Выбрать главу

В остальном, если судить по портрету прекрасной Габриель, который нам оставил Гастон, брат Людовика XIII, один из сыновей, так сказать, Генриха IV, или, скорее, Марии Медичи (мы скажем позже, кто мог быть возможным отцом Гастона), Габриель обладала одной из самых восхитительных головок в мире, золотыми густыми волосами, глазами голубыми и ослепительно сверкающими и лицом цвета лилий и роз, как говорили тогда и как кое-кто говорит и в наше время.

Поршерез восславил волосы и глаза, а Гийом де Сабле остальное.

О волосах красавицы д'Эстре:

Оковы принца моего. Ох, попадусь я в сети. Вам все на свете — ничего! Вы — смех, вы ветра дети! Но если стану вас хвалить, глядеть мне надо в оба: Стих, как сообщника, казнят — за оскорбление особы.

Теперь сонет, имевший счастье на протяжении десяти лет пользоваться огромной известностью. Прочтите его, дорогие читатели, и проникнитесь настроениями того времени:

Нет, это не глаза, — два нежных божества, — Пред ними короли теряют голоса! Да нет, не божества, а просто — небеса. В них синевы простор и вешняя роса.
Два солнца в них горят, Но тут же говорят: — Мы молний страстный яд, Да, мы грозы разряд.
Но если божества — откуда этот яд? А если небеса, то почему — разряд? Два солнца — чепуха! Одно оно всегда!
Не может долго так светить мне молния. Чтоб ты ни возражал, я утверждаю! Да! Что это и глаза, и божества, и небеса, два солнца, молния!

От четверостишия о волосах, после сонета о глазах перейдем к стихам, обобщающим прелести Габриель. Последние строки, как мы и говорили, принадлежат де Сабле:

Что взор мне говорит? Не верю я глазам: Как влажно свет бежит по дивным волосам! Как выгнут этот лоб, а брови чернота Лишь украшает нос в объятье нежном щек. Посмотришь и готов смотреть еще, еще… И сознавать, что мир без страсти — пустота. Как счастлив смертный тот, Кто поцелуем пьет Вот этих губ пожар, Объятий чистый мед. Но опусти глаза — Глядеть уже нельзя На шейки легкий пух, На грудь, на гибкий стан. Но если глянешь вниз, ты не поверишь сам! Ведь ножкам этим лишь Порхать по небесам.

Габриель родилась около 1575 года. Она не появлялась еще при дворе, когда Генрих встретил ее во время одной из прогулок по окрестностям Сен-Лиса. Она жила в замке Кёвр, и встретил он ее в лесу Виллер-Котре.

Де Мустье запечатлел на буковом дереве, на месте свидания, подобно пастырю Вергилия или герою Ариосто, эти пять строк:

Этот лес — он приют, он волшебник. Веток шум, щебетание, трель… И напомнит седой затейник, Шепчет на ухо: «Это Генрих Здесь вздыхал возле Габриель».
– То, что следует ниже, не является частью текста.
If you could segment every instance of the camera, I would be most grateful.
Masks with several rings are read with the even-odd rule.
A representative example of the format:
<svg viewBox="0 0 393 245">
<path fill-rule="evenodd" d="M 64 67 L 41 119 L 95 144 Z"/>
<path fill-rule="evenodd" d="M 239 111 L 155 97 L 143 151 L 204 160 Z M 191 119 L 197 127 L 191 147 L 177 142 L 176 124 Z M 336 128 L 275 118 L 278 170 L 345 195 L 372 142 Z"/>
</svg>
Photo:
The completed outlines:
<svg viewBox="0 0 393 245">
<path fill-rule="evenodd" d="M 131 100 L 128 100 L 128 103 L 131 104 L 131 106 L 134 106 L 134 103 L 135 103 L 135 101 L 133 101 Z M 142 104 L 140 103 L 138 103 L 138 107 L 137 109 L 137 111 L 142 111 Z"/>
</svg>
Я, возможно, сегодня единственный человек во Франции, помнящий эти стихи. А все потому, что в детстве моя мать показывала их мне на том самом дереве, объясняя, кто такой был Генрих, кто Габриель, а кто де Мустье.

Насчет рождения Габриель существовали некоторые сомнения.

Она родилась в то время, когда господин д'Эстре был мужем ее матери, но это произошло пять или шесть лет спустя после того, как мадам д'Эстре сбежала с маркизом д'Аллегром.

Она разделила позже его трагическую участь. Обитатели из Суары, приверженцы Лиги, узнав, что в гостинице проживают господин и дама, близкие к королю, взбунтовались, прикончили кинжалами маркиза и его любовницу и выбросили их из окна.

Эта д'Эстре также происходила из семейства Ла Бурдезьер. У этой мадам д'Эстре было шесть дочерей и два сына. Дочерей звали мадам де Бофор, мадам де Вилар, мадам де Намп, графиня де Сюзей, аббатиса Мобюиссона и мадам де Баланьи. Эта последняя стала Делией в «Астрее».

«Талия ее, — говорит Теллеман де Рео, — была несколько подпорчена, но это было самое галантное создание в мире. Из нее мсье д'Эпернон сделал аббатису Сент-Глюссин в Метце».

Их, сестер и брата (второй сын родился мертвым), называли семью смертными грехами.

На смерть мадам де Бофор мадам де Неви, наблюдавшая за похоронами из окна, написала эти шесть строк:

Сегодня я видела, как под окном Шесть смертных грехов проходили, Святоши, ведомые тайным сынком, И пели они, и кадили. Надеясь, что в рай проводили седьмой Из гроба на небо дорогой прямой.